Впрочем, строго говоря, речь шла даже не о демократии, а о более широком феномене - ПРАВОВОМ ГОСУДАРСТВЕ. Эти понятия - далеко не синонимы, как принято считать. Истории известны неправовые демократии и правовые авторитарные режимы. И Кант, и Гегель употребляли понятие "полицейское государство" для обозначения именно правового государства.
То, что случилось в октябре 93-го, - это проблема ограничения демократии во имя полицейского правового государства. Нам предстоит пройти то, что прошли западные страны.
Конечно, с человеческой точки зрения, любая полицейщина - мерзость. Глеб Павловский прав, когда говорит, что красно-коричневых выдумали. Я живу в провинции и могу подтвердить: никаких красно-коричневых здесь в природе не существует. Если проводить чистки под идеологическим знаком, то это будут уже не политические, а социальные чистки. И в конечном счете объектом этих чисток окажутся не меньшинства, а "большинства".

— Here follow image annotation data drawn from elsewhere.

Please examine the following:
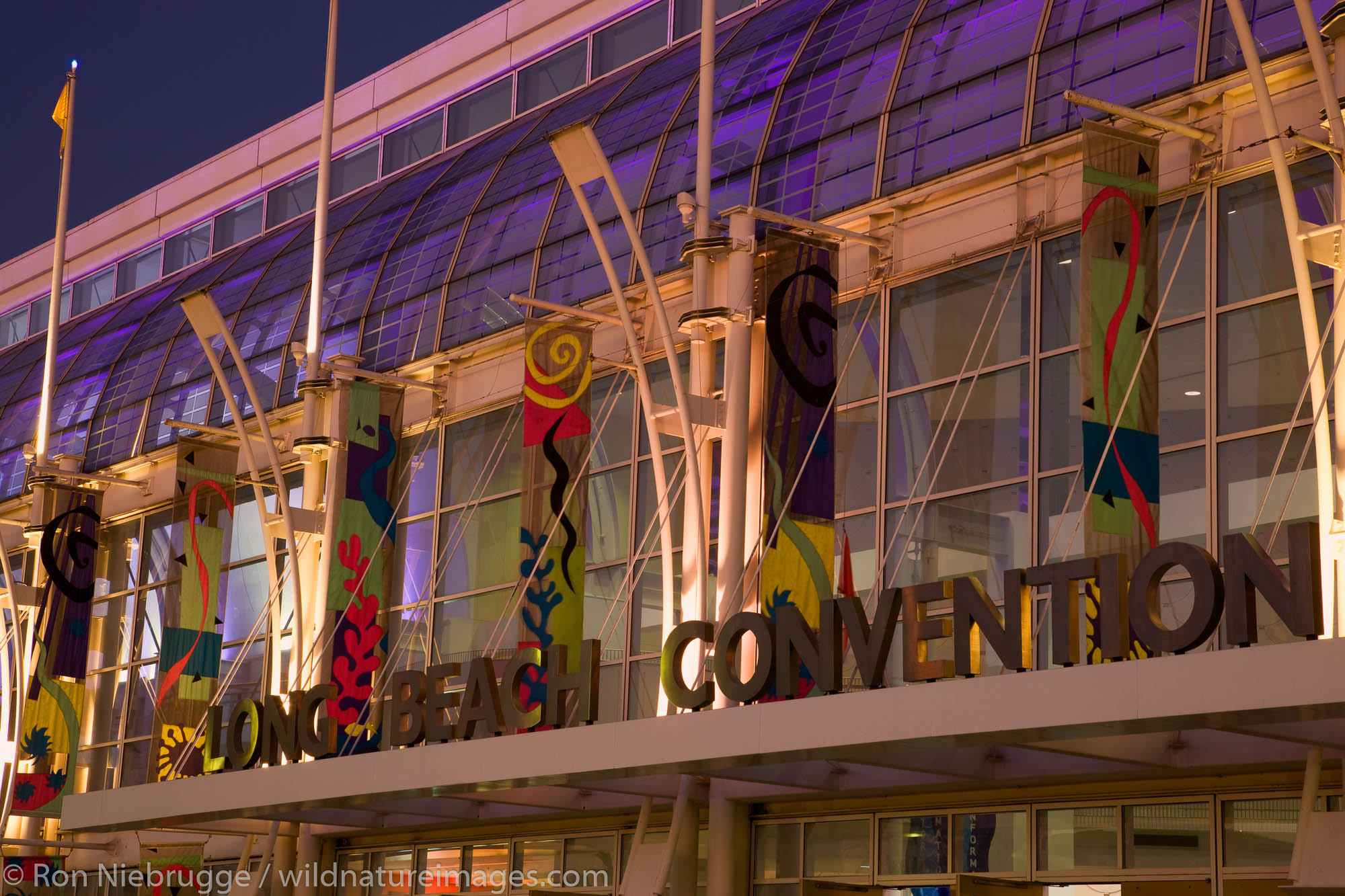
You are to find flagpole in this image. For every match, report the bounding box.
[34,60,79,473]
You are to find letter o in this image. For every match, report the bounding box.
[714,612,775,704]
[1128,541,1224,654]
[227,698,261,768]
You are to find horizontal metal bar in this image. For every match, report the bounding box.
[720,206,892,246]
[1065,90,1216,145]
[164,419,288,451]
[32,467,149,495]
[508,293,621,327]
[321,360,444,394]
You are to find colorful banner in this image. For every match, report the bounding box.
[518,317,593,708]
[12,483,100,814]
[325,382,404,755]
[760,231,837,693]
[1079,121,1159,662]
[149,436,238,780]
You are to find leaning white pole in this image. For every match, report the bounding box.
[32,62,77,471]
[1228,0,1336,618]
[551,137,677,716]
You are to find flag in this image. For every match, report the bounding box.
[51,78,70,157]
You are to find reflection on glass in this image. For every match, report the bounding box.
[952,813,1028,874]
[1037,806,1116,870]
[888,366,1028,501]
[878,815,948,874]
[1223,797,1299,868]
[888,250,1032,389]
[1120,803,1210,868]
[752,825,799,880]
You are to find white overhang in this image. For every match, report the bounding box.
[61,641,1345,831]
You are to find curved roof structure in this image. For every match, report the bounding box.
[0,0,1330,498]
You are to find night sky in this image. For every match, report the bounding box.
[0,0,504,265]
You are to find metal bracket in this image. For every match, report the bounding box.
[1298,222,1342,270]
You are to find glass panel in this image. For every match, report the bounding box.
[213,196,262,251]
[878,815,948,874]
[1157,321,1210,446]
[164,220,210,274]
[1219,426,1317,559]
[593,0,668,78]
[752,825,800,880]
[331,140,378,199]
[888,250,1032,389]
[383,109,444,175]
[952,813,1028,874]
[448,78,514,145]
[1215,156,1334,305]
[1120,803,1210,868]
[70,268,117,315]
[888,364,1028,501]
[266,171,317,227]
[117,246,163,296]
[1217,293,1332,434]
[1224,797,1299,868]
[1037,806,1116,870]
[437,497,523,595]
[518,40,588,113]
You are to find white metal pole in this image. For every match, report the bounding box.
[34,62,77,468]
[1228,0,1336,613]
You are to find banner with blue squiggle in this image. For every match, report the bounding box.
[519,319,593,706]
[760,231,837,693]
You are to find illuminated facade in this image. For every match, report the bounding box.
[0,0,1345,896]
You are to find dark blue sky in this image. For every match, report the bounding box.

Прав Павловский и в другом: проблема вовсе не в "красно-коричневых", а вообще в меньшинствах. Общество, которое уничтожает политических маргиналов, способно и на уничтожение любых других маргиналов: нищих, "голубых", "кавказцев" и т.д. Не случайно, что прямым результатом победы ельцинского "среднего класса" были социальные чистки в Москве.
Маргинализация - неизбежный результат создания "общества благоденствия". Мы неизбежно идем к диктатуре среднего класса, а это значит, что в переходный период всех невозможно интегрировать под одни ценности. Раз так, то нечего и называть сие демократией.
Но ситуация глубже этой констатации. Полной аналогии с западными опытами "демократических диктатур" нет. Дело в том, что на Западе репрессивная функция "общества благоденствия" возникла для недопущения прихода к власти маргинально-революционных элементов. В известном смысле революция в России уже стала историей, и мы отрицаем сегодня не просто политических бомжей, а, в определенном смысле, саму собственную историю. "Красно-коричневые" - охвостье коммунистической истории, они имеют в ней исторический статус.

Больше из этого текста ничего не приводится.